Jets defensive tackle Quinnen Williams warms up before a preseason...

Jets defensive tackle Quinnen Williams warms up before a preseason game against the Giants, Saturday, Aug.24, 2024. Credit: Noah K. Murray

Quinnen Williams is coming off one of his strongest performances in a while, having recorded 1.5 sacks with two quarterback hits and a tackle for a loss against the Patriots on Sunday. After something of a slow start to this season he’s been heading in this direction lately, with 15 pressures since Week 5, tied for the second-most among defensive tackles in that span. And on Thursday night when the Jets host the Texans he’ll be going against an offensive line that is among the softest in the league at protecting up the middle. Houston’s interior linemen have allowed 79 pressures this season, fourth-most in the NFL.

“I’m just doing the necessary things we can do as a defensive line, especially with dominating the line of scrimmage, making knock-backs up front, and just being disruptive up front,” Williams said just a few weeks ago.

He said he wanted to change the role of his position group in the defense “to playmakers instead of placeholders” and he’s clearly done that. “This is definitely a key emphasis for the future to be dominating the line of scrimmage and being playmakers up front,” he said.

All of it means this could be one of those games where Williams truly puts his stamp on the outcome.

But there are more ways that the Jets need Williams to have an impact than just by sacking C.J. Stroud and tackling Joe Mixon at MetLife Stadium.

The Jets have spent ridiculous amounts of resources acquiring players and coaches from other programs who they thought would change their essence. Some of them came in with dazzling resumes while others were simply adjacent to winning, but each of them arrived feeling as if they could rassle to submission this bear of a pathos that has so long exemplified the organization.

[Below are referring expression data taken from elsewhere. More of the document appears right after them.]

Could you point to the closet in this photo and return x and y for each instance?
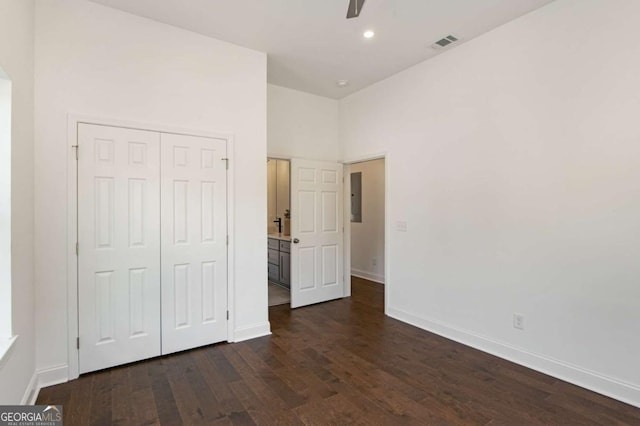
(152, 244)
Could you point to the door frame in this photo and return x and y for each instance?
(347, 222)
(73, 120)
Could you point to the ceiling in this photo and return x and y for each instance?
(311, 45)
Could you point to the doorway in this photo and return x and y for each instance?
(278, 231)
(367, 218)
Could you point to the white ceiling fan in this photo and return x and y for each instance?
(355, 7)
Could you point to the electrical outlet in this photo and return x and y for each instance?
(518, 321)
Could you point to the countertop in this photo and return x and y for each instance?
(280, 237)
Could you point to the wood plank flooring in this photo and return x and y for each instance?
(340, 362)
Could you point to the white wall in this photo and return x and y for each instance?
(98, 61)
(16, 59)
(367, 237)
(513, 159)
(302, 125)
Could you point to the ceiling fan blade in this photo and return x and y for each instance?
(355, 7)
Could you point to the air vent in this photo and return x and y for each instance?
(445, 42)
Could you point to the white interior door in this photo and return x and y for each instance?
(119, 246)
(316, 231)
(194, 242)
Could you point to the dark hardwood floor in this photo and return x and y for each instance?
(340, 362)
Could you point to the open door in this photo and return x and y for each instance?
(316, 232)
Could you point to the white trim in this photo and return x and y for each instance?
(6, 347)
(31, 392)
(387, 222)
(252, 331)
(72, 368)
(367, 275)
(596, 382)
(42, 379)
(52, 376)
(231, 296)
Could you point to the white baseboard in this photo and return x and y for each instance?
(251, 332)
(367, 275)
(31, 393)
(596, 382)
(42, 379)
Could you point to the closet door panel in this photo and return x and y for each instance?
(119, 245)
(194, 241)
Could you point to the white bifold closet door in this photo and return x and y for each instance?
(152, 231)
(194, 242)
(119, 243)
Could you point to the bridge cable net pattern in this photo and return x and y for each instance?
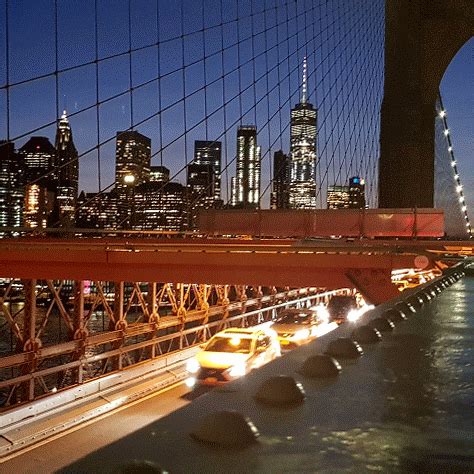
(448, 189)
(178, 72)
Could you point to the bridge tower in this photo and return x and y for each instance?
(421, 39)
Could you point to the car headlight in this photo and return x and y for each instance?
(301, 334)
(238, 370)
(353, 315)
(192, 366)
(323, 313)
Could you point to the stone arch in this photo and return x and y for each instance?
(421, 39)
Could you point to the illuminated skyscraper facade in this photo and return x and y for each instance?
(347, 197)
(132, 160)
(38, 156)
(246, 191)
(159, 174)
(97, 211)
(66, 174)
(209, 153)
(200, 184)
(356, 193)
(132, 168)
(303, 131)
(338, 197)
(161, 207)
(11, 188)
(281, 179)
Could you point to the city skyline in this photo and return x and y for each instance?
(77, 91)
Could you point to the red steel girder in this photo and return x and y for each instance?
(248, 262)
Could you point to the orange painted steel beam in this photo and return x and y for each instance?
(285, 264)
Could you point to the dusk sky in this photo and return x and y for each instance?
(343, 43)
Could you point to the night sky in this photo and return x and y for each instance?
(457, 90)
(341, 40)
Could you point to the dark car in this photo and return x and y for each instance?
(339, 307)
(296, 326)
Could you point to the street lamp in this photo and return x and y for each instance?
(129, 181)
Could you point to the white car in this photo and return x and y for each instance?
(297, 326)
(232, 353)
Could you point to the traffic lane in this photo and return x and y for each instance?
(57, 453)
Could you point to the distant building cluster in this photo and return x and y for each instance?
(294, 175)
(39, 182)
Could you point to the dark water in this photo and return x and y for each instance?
(405, 406)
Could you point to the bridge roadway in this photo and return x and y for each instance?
(404, 406)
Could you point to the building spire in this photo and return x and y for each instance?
(303, 89)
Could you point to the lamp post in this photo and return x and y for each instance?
(129, 181)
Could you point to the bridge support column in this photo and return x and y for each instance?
(31, 342)
(421, 39)
(120, 321)
(80, 331)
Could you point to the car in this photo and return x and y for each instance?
(296, 326)
(344, 308)
(232, 353)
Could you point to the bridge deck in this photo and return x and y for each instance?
(404, 406)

So far the franchise’s nature has won out over any and all attempts to nurture the losing out of the building.

Maybe, then, it shouldn’t fall on the transient talents of players such as Aaron Rodgers, Davante Adams, Tyron Smith and Haason Reddick, just to name a few, to alter the “culture” that has been festering in Florham Park for years. That kind of change needs to come not from those who parachute in, but from those whose NFL careers were born in the darkness and misery that the Jets have come to embody.

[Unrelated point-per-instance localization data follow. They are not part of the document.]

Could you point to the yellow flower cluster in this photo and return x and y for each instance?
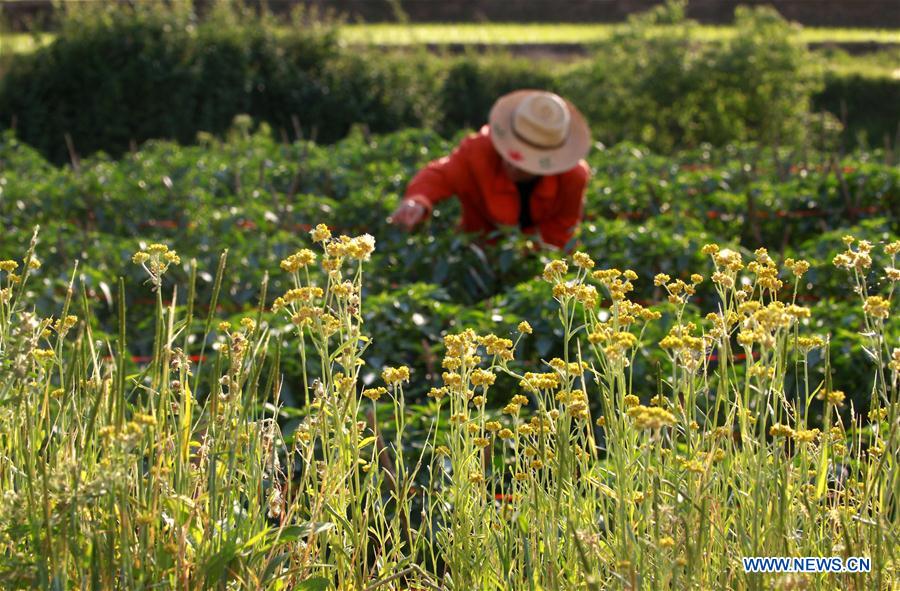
(535, 382)
(765, 270)
(798, 268)
(320, 233)
(877, 307)
(494, 345)
(895, 360)
(64, 325)
(616, 282)
(583, 260)
(300, 259)
(395, 375)
(555, 271)
(678, 291)
(156, 260)
(374, 393)
(482, 377)
(859, 259)
(835, 397)
(302, 294)
(650, 417)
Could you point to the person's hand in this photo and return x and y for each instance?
(408, 214)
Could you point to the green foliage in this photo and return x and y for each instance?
(129, 75)
(472, 85)
(673, 90)
(258, 197)
(116, 76)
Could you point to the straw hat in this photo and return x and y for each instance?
(539, 132)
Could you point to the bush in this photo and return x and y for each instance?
(671, 89)
(119, 75)
(867, 106)
(122, 75)
(473, 84)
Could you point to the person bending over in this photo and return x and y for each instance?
(525, 168)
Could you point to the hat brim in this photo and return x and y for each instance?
(527, 156)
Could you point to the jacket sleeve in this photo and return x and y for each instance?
(559, 229)
(440, 178)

It’s up to the Jets’ homegrown talent to start taking ownership for the shortcomings that have befallen them and quit looking to the outside for help. There are enough players on the roster who were drafted by the Jets, have experienced the pains that come with such a heredity, and have the skills to do something about it. Sauce Gardner, Garrett Wilson, Breece Hall, Jamien Sherwood and Joe Tippmann are all born-and-bred Jets. So too are Will McDonald, Michael Carter and Jeremy Ruckert. Alijah Vera-Tucker would be in that group if he could remain healthy; he’ll miss a second straight game Thursday night with an ankle injury.

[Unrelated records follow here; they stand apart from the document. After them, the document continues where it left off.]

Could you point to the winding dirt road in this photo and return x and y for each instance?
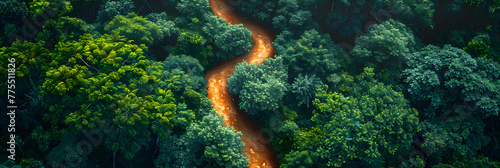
(257, 144)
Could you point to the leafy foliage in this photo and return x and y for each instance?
(312, 53)
(348, 16)
(207, 143)
(167, 26)
(114, 8)
(305, 87)
(11, 14)
(93, 80)
(269, 79)
(289, 16)
(194, 8)
(134, 27)
(386, 45)
(479, 46)
(443, 77)
(373, 121)
(300, 159)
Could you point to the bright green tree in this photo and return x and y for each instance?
(135, 28)
(207, 143)
(113, 8)
(268, 79)
(313, 53)
(304, 88)
(373, 121)
(386, 45)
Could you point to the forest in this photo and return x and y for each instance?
(349, 83)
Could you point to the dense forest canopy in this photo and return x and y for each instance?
(382, 83)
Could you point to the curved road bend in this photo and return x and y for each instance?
(258, 147)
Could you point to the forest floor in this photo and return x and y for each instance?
(257, 144)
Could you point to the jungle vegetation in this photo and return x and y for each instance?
(382, 83)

Beyond them, though, sits Williams, the longest-tenured only-Jet who was not just drafted to play here but then chose to stay when he signed his massive extension last summer that could keep him in New York through the 2027 season.

“The success of this organization is beyond important to me and completing this deal allows me to turn all my attention to positively impacting that,” Williams said in a statement when he inked that deal.

He’s played OK since the signing but has done little to back up that spoken clause of the contract.

Williams was drafted in the first round in 2019, which means he’s been here long enough to be considered part of the problem. The Jets are 27-55 in the 82 games he has played in for them under three head coaches and has obviously never reached the playoffs. So when Rodgers and Adams talk about exorcising the demons that haunt this team, they’re talking about the distant hazy past of Butt Fumbles and fake spikes but also, and perhaps more directly, about Williams’ tenure and what it has wrought.

But he is still just 26 years old and obviously very talented, which means it’s not too late for him to become part of the solution, too.

Interim coach Jeff Ulbrich was asked after Sunday’s loss to the Patriots that dropped the Jets to 2-6 if it is difficult to convince players who have been here for a while that things can change for the better. “There’s a part of it that’s some blind faith when it comes to that, and understanding that all I can do is work, and you stack enough work up in a productive way that it results in the results that we want,” he said. “At the same time, we’re going to have to lean on some of these veterans that we have in this locker room, some guys that have been through it and some guys that have rebounded.”

He and the Jets are still looking in the wrong places for that. This organization doesn’t need any more transplants. It doesn’t need people coming in from elsewhere to tell them how things are done.

It needs to heal from within.

That process must begin with Williams.